Research note Local ICML 2026 source May 4, 2026

MAS-Architect: Designing Agents That Redesign Themselves

MAS-Architect: Declarative Multi-Agent System Design via Separation of Concerns

Jing Huang, Lidong Zhang, Mutian Bao, Yadong Li, Xingzhong Xu, Jinjian Zhang, Jie Liu, Ming Kong, Qiang Zhu

MAS-Architect reframes Auto-MAS as architectural generation rather than template selection. Its key move is a code-based declarative MAS paradigm: topology planning says what the collaboration graph is, node implementation says how each agent executes, and a shared State Schema keeps the two layers coupled only through typed state. With Distill-then-Explore training, the Meta-Agent learns to synthesize query-specific multi-agent systems from scratch, reaching 78.7% average accuracy while establishing a stronger efficiency-performance frontier.

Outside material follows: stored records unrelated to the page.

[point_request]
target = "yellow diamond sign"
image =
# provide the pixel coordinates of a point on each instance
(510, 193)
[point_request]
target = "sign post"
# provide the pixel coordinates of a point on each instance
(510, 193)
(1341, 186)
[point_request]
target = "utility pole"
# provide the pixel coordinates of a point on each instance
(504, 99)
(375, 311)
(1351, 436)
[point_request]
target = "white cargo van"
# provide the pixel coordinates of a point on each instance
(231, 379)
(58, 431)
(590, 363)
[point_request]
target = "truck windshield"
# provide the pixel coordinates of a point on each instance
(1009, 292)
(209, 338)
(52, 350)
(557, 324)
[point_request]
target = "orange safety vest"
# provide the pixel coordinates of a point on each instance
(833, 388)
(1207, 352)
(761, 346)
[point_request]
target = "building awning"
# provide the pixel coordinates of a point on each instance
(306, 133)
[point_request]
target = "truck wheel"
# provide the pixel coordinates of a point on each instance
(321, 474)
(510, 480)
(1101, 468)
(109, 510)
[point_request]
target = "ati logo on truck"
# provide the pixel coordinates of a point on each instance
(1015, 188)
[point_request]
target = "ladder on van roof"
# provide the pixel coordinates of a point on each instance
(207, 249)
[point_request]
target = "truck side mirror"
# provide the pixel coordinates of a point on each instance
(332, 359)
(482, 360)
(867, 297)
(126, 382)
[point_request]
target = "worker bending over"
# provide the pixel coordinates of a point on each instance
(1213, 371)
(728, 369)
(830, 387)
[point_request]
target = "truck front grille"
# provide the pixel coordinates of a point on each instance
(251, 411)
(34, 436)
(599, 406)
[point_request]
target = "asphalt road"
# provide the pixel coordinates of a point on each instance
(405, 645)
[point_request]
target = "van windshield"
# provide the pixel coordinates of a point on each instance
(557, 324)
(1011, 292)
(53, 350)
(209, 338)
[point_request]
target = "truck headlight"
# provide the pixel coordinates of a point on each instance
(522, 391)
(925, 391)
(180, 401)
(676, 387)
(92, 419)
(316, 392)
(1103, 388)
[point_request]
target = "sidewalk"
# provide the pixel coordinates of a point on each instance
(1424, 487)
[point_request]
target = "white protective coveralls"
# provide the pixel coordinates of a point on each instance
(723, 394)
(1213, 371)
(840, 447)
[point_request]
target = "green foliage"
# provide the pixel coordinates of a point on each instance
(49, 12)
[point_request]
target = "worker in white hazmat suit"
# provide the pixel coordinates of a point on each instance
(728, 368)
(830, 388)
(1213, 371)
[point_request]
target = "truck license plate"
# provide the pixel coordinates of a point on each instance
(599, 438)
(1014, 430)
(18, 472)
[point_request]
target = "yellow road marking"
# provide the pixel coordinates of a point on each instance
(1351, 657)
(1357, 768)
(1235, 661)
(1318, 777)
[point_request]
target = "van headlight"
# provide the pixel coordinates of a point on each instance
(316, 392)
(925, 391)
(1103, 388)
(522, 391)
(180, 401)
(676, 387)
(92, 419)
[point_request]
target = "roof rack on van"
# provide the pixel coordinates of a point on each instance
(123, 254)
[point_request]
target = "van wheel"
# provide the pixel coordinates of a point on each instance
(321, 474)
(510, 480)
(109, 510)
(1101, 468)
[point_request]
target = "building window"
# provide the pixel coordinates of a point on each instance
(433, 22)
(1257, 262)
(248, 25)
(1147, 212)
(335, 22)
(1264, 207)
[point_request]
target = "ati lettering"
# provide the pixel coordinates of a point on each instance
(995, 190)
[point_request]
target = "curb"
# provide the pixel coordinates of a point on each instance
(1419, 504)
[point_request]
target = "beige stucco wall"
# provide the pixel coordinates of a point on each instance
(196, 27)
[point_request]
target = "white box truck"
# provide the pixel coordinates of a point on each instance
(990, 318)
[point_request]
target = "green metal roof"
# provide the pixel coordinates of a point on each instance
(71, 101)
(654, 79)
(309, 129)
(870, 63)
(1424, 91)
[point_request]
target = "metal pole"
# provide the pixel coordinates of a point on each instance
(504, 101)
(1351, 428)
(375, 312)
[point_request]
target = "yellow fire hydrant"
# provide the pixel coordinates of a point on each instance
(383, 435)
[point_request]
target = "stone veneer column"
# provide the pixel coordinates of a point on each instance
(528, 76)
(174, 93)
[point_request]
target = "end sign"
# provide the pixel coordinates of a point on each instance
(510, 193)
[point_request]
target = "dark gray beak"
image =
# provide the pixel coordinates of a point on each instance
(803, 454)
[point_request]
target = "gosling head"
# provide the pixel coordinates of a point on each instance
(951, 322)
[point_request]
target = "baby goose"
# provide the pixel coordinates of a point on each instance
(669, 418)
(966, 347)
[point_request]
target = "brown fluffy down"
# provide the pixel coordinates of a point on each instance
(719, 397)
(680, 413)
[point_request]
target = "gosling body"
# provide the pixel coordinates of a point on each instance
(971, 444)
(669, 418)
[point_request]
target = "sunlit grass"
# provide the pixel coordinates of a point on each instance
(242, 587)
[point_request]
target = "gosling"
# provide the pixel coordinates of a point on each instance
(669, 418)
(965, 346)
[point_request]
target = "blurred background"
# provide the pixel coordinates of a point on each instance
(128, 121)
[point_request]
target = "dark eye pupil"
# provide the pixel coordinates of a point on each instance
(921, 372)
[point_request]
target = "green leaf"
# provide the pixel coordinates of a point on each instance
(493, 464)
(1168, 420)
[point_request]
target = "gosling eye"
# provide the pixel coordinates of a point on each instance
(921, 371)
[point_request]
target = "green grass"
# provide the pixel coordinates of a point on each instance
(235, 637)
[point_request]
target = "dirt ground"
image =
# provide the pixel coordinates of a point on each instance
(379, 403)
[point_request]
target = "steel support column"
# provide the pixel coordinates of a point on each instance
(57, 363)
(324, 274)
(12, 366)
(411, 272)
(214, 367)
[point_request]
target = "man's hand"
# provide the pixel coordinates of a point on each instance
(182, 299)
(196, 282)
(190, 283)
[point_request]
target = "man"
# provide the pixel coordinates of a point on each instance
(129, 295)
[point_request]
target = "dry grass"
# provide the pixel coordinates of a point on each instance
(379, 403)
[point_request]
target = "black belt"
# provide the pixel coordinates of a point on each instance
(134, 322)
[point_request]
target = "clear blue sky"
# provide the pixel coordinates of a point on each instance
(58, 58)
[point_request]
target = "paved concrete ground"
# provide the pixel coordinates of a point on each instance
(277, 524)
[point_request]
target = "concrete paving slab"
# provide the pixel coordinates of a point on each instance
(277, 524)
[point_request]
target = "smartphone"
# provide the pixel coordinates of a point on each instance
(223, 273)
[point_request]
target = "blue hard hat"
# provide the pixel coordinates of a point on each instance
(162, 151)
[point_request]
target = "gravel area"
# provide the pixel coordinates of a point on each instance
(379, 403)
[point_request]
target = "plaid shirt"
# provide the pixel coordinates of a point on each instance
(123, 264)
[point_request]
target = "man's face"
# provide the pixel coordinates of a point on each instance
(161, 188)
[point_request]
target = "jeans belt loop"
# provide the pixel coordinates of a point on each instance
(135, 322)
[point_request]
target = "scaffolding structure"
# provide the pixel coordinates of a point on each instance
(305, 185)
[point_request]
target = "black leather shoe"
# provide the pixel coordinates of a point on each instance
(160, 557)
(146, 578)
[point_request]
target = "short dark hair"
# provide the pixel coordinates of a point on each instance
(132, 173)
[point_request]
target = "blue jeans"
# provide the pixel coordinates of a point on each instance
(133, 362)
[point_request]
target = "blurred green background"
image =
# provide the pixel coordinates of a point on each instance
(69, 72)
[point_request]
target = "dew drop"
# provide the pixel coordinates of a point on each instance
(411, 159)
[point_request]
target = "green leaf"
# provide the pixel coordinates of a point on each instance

Comparison of graph-based, imperative code-based, and declarative MAS representations — Representation comparison: declarative MAS keeps graph clarity while recovering code-level expressiveness through separated layers.

In Brief 简要结论

1
The paper's central design choice is Separation of Concerns: topology, node behavior, and runtime state are made explicit instead of being entangled in one imperative code stream.
2
MAS-Architect generates task-adaptive MAS from scratch, deciding node count, connections, conditional routing, roles, tools, and reasoning patterns at query level.
3
Distill-then-Explore gives the Meta-Agent a warm start from validated teacher architectures, then lets RL discover architectures beyond imitation.
4
The strongest Lifelong Agents signal is emergent organization: parallel search streams, recursive audit loops, and role-specialized agents appear without fixed templates.

Problem 问题

Existing Auto-MAS methods live between two unsatisfying extremes. Graph-based methods are readable and verifiable, but are often stuck in DAGs, predefined roles, operator pools, and static routing. Imperative MAS-as-code methods are expressive, but topology, control flow, prompts, tools, and state passing become tangled inside procedural code. The paper argues that this coupling makes architectures hard to search, inspect, optimize, and adapt per query.

MAS-Architect framework with Distill-then-Explore training and query-specific generation — Framework view: a Meta-Agent plans topology and implements nodes, trained first by distilled validated architectures and then by RL exploration.

Declarative MAS 声明式 MAS

MAS-Architect introduces a declarative representation with two layers. The Topology Layer declares the graph, dynamic branches, loops, and routing rules - what the architecture is. The Implementation Layer realizes each node - how an agent reasons, acts, calls tools, and updates state. A standardized State Schema becomes the interface between them, carrying task context, intermediate results, and trajectories without hiding topology inside execution code.

Efficiency analysis on GSM8K comparing accuracy and token cost — Efficiency plot: MAS-Architect reaches the strongest GSM8K accuracy while sitting at the low-token end of the frontier.

Training 训练

The training pipeline first distills architectural patterns from a large teacher model. Candidate MAS specifications are compiled and executed, and only successful, correct architectures survive execution-based rejection sampling for SFT. The second stage uses RL with verified rewards: invalid or shortcut-like architectures get zero reward, valid but incorrect attempts receive a small base reward, and correct valid executions receive full reward. This makes exploration target architecture quality rather than surface-form imitation.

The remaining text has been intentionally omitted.